Get the number of lines in a text file using R

I found this easy way using R.utils package

library(R.utils)
sapply(myfiles,countLines)

here is how it works


If you:

  • still want to avoid the system call that a system2("wc"… will cause
  • are on BSD/Linux or OS X (I didn't test the following on Windows)
  • don't mind a using a full filename path
  • are comfortable using the inline package

then the following should be about as fast as you can get (it's pretty much the 'line count' portion of wc in an inline R C function):

library(inline)

wc.code <- "
uintmax_t linect = 0; 
uintmax_t tlinect = 0;

int fd, len;
u_char *p;

struct statfs fsb;

static off_t buf_size = SMALL_BUF_SIZE;
static u_char small_buf[SMALL_BUF_SIZE];
static u_char *buf = small_buf;

PROTECT(f = AS_CHARACTER(f));

if ((fd = open(CHAR(STRING_ELT(f, 0)), O_RDONLY, 0)) >= 0) {

  if (fstatfs(fd, &fsb)) {
    fsb.f_iosize = SMALL_BUF_SIZE;
  }

  if (fsb.f_iosize != buf_size) {
    if (buf != small_buf) {
      free(buf);
    }
    if (fsb.f_iosize == SMALL_BUF_SIZE || !(buf = malloc(fsb.f_iosize))) {
      buf = small_buf;
      buf_size = SMALL_BUF_SIZE;
    } else {
      buf_size = fsb.f_iosize;
    }
  }

  while ((len = read(fd, buf, buf_size))) {

    if (len == -1) {
      (void)close(fd);
      break;
    }

    for (p = buf; len--; ++p)
      if (*p == '\\n')
        ++linect;
  }

  tlinect += linect;

  (void)close(fd);

}
SEXP result;
PROTECT(result = NEW_INTEGER(1));
INTEGER(result)[0] = tlinect;
UNPROTECT(2);
return(result);
";

setCMethod("wc",
           signature(f="character"), 
           wc.code,
           includes=c("#include <stdlib.h>", 
                      "#include <stdio.h>",
                      "#include <sys/param.h>",
                      "#include <sys/mount.h>",
                      "#include <sys/stat.h>",
                      "#include <ctype.h>",
                      "#include <err.h>",
                      "#include <errno.h>",
                      "#include <fcntl.h>",
                      "#include <locale.h>",
                      "#include <stdint.h>",
                      "#include <string.h>",
                      "#include <unistd.h>",
                      "#include <wchar.h>",
                      "#include <wctype.h>",
                      "#define SMALL_BUF_SIZE (1024 * 8)"),
           language="C",
           convention=".Call")

wc("FULLPATHTOFILE")

It'd be better as a package since it actually has to compile the first time through. But, it's here for reference if you really do need "speed". For a 189,955 line file I had lying around, I get (mean values from a bunch of runs):

   user  system elapsed 
  0.007   0.003   0.010 

You can count the number of newline characters (\n, will also work for \r\n on Windows) in a file. This will give you a correct answer iff:

  1. There is a newline char at the end of last line (BTW, read.csv gives a warning if this doesn't hold)
  2. The table does not contain a newline character in the data (e.g. within quotes)

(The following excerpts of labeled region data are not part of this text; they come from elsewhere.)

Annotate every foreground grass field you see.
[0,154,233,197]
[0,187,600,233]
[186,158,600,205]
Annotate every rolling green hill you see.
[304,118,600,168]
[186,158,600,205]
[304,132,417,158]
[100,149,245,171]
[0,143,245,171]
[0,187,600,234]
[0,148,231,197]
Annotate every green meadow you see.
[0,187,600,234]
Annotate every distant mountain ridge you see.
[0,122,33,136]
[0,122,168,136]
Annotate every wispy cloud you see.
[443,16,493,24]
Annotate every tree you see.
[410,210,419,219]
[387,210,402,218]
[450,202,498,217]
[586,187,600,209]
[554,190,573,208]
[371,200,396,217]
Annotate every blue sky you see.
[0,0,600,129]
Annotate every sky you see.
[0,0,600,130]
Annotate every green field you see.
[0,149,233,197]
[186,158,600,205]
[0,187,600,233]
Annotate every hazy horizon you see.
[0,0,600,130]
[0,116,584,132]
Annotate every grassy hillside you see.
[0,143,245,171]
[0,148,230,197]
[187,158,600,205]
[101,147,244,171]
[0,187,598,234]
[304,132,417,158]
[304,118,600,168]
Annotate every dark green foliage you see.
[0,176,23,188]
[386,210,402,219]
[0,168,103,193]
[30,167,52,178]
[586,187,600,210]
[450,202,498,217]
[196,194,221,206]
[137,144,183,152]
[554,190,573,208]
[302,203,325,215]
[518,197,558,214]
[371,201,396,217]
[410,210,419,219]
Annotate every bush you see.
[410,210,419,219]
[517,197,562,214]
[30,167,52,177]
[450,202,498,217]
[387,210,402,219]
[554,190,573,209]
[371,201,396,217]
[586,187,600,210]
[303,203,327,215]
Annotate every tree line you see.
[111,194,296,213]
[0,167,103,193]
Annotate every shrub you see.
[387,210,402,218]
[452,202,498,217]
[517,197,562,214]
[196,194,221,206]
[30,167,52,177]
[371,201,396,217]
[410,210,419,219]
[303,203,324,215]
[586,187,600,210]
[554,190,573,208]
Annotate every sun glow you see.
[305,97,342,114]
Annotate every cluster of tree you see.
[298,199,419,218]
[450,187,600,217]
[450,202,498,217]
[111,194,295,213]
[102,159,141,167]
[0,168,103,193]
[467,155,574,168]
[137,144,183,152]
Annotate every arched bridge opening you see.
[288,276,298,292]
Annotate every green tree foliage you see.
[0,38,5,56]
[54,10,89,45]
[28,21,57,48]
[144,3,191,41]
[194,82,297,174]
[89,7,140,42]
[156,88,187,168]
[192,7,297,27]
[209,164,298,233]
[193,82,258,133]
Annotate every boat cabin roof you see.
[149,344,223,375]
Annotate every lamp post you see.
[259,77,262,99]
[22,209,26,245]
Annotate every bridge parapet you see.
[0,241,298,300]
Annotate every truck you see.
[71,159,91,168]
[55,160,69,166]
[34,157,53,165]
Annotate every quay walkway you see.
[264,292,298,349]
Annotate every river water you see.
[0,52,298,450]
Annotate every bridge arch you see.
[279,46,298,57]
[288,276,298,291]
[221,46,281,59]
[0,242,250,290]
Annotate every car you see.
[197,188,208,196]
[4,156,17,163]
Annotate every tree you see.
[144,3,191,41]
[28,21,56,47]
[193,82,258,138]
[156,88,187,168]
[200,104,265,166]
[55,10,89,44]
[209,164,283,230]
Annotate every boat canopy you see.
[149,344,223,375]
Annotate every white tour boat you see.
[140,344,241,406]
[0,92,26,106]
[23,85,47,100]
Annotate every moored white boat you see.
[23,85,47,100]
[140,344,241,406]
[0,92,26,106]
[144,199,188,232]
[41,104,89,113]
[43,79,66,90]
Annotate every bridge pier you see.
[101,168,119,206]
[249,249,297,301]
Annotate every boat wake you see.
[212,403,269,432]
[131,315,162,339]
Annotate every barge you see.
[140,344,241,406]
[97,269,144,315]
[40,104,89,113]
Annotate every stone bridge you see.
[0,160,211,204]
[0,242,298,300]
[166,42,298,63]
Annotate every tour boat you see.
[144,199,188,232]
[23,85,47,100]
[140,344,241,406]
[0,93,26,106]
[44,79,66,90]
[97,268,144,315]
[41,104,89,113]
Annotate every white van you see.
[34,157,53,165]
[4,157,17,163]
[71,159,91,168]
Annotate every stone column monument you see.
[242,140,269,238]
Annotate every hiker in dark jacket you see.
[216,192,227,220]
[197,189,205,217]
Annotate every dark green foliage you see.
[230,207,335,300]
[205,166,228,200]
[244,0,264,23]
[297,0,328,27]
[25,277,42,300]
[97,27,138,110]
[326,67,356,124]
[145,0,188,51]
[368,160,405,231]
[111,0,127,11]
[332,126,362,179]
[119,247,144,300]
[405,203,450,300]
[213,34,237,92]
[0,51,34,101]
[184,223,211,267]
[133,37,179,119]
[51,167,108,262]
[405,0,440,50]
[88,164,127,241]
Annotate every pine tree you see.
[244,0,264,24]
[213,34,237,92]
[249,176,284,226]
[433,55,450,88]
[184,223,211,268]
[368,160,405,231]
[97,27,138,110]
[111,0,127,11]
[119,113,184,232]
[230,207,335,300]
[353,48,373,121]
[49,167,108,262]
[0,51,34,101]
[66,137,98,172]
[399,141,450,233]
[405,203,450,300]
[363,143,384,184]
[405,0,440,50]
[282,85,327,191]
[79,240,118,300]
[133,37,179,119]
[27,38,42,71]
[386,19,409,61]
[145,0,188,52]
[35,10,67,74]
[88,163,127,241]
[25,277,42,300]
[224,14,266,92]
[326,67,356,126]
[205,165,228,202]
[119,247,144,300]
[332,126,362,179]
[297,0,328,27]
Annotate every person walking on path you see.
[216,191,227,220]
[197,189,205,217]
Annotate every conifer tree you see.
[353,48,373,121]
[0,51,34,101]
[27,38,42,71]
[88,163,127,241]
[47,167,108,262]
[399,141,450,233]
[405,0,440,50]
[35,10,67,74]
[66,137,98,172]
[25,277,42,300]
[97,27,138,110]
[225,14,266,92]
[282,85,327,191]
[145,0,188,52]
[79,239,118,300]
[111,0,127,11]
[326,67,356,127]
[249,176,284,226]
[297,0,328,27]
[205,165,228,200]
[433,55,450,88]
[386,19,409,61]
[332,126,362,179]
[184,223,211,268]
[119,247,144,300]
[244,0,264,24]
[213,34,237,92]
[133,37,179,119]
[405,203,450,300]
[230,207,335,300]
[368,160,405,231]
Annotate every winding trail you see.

I'll suffice to read the file in parts. Below I set chunk (tmp buf) size of 65536 bytes:

f <- file("filename.csv", open="rb")
nlines <- 0L
while (length(chunk <- readBin(f, "raw", 65536)) > 0) {
   nlines <- nlines + sum(chunk == as.raw(10L))
}
print(nlines)
close(f)

Benchmarks on a ca. 512 MB ASCII text file, 12101000 text lines, Linux:

  • readBin: ca. 2.4 s.

  • @luis_js's wc-based solution: 0.1 s.

  • read.delim: 39.6 s.

  • EDIT: reading a file line by line with readLines (f <- file("/tmp/test.txt", open="r"); nlines <- 0L; while (length(l <- readLines(f, 128)) > 0) nlines <- nlines + length(l); close(f)): 32.0 s.

Tags:

File

Text Files

R